Subjekte unserer eigenen Geschichte: Verschickungskinder tragen Wissen zusammen
Als wir uns das erste mal zusammengefunden haben, auf Sylt, auf einem ersten Kongress voller Solidarität und Respekt, haben unsere damaligen Fachexperten meist nur über verwandte Bereiche unseres Themas referieren können, denn unser eigentliches Thema war noch völlig unbekannt und unerschlossen. Keine Universität hat sich je damit beschäftigt, keine Professorin, kein Gutachter hat je auch nur eine Akte dieser Verschickungs- und Kurheime, Erholungsstätten und Kinderheilstätten angesehen. Es gab kein Buch, keinen Fachartikel, nichts.
Das ist nun anders! Heute haben wir selbst, als Subjekte unserer Geschichte, die Forschung zum Thema Verschickungen vorangebracht! Auf der Webseite: www.verschickungsheime.de, im FORUM, im FRAGEBOGEN, in unserem eigenen Forschungsprojekt. Im Laufe des Jahres 2020 haben sich aktive Landesgruppen in Baden-Württemberg und NRW gegründet, die eigenen zeitbegrenzte Projekte als Landesvereine durchsetzen konnten, andere Landesgruppen sind im Aufbau, Heimortgruppen führen Heimortreisen und Recherchen durch, eine BÜRGERFORSCHUNG ist überall in Gang gekommen und hat auch die universitäre Forschung angeregt.
Angesetzt an unseren eigenen Erinnerungen, versuchen wir mit unserer Öffentlichkeitsarbeit auf allen Ebenen nach 50 Jahren des Schweigens, unsere Erinnerungen wie Puzzlestücke zusammen zu montieren. Wir haben erste Definitionen, Analysen und Ursachen des Phänomens „Verschickungen“ zusammengetragen, wir haben durch die Möglichkeit des öffentlichen Zeugnis Ablegens eine Belegliste von Berichten ermöglicht, die die Öffentlichkeit entsetzt und aufgerüttelt hat. In allen Kurorten, quer durch Deutschland, bekommen unsere inneren Kinder langsam eine immer lautere Stimme, über die nicht mehr hinweg gegangen werden kann. Zusammen mit der Webseite, dem Forschungsprojekt, unseren Kongressen und den Aktivitäten der Heimort- und Landesgruppen, haben wir schon viel erreicht. Wir, die Betroffenen, sind stark und kompetent. Das ist eine große Kraft, unsere Betroffenen haben den Mut gehabt, ihre Berichte öffentlich zu machen, in dem sie sie unter: ZEUGNIS ABLEGEN selbst eingestellt haben. Die Geschichte in die eigenen Hände zu nehmen, ist der erste Schritt auf dem Weg, dass wir keine bedauernswerten Opfer sind, schwach und hilflos wie damals, sondern dass wir Subjekte unserer eigenen Geschichte geworden sind.

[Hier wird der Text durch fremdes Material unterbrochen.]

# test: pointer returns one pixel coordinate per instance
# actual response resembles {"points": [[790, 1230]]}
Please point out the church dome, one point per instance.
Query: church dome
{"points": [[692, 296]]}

Diese Geschichte wollen wir lückenlos aufklären. Es gibt keine Zukunft ohne Vergangenheit. Wir haben in 8 Akten bereits 5 tote Kinder entdeckt, wie viele Kinder sind noch gestorben? Wir wollen das aufklären. Wir müssen es herausbekommen! Deshalb: Bundesweite Unterstützung von Aufarbeitung, Selbsthilfe und unabhängiger Recherchemöglichkeit für alle Verschickungskinder. Das sind unsere Forderungen! Helft uns sie durchzusetzen.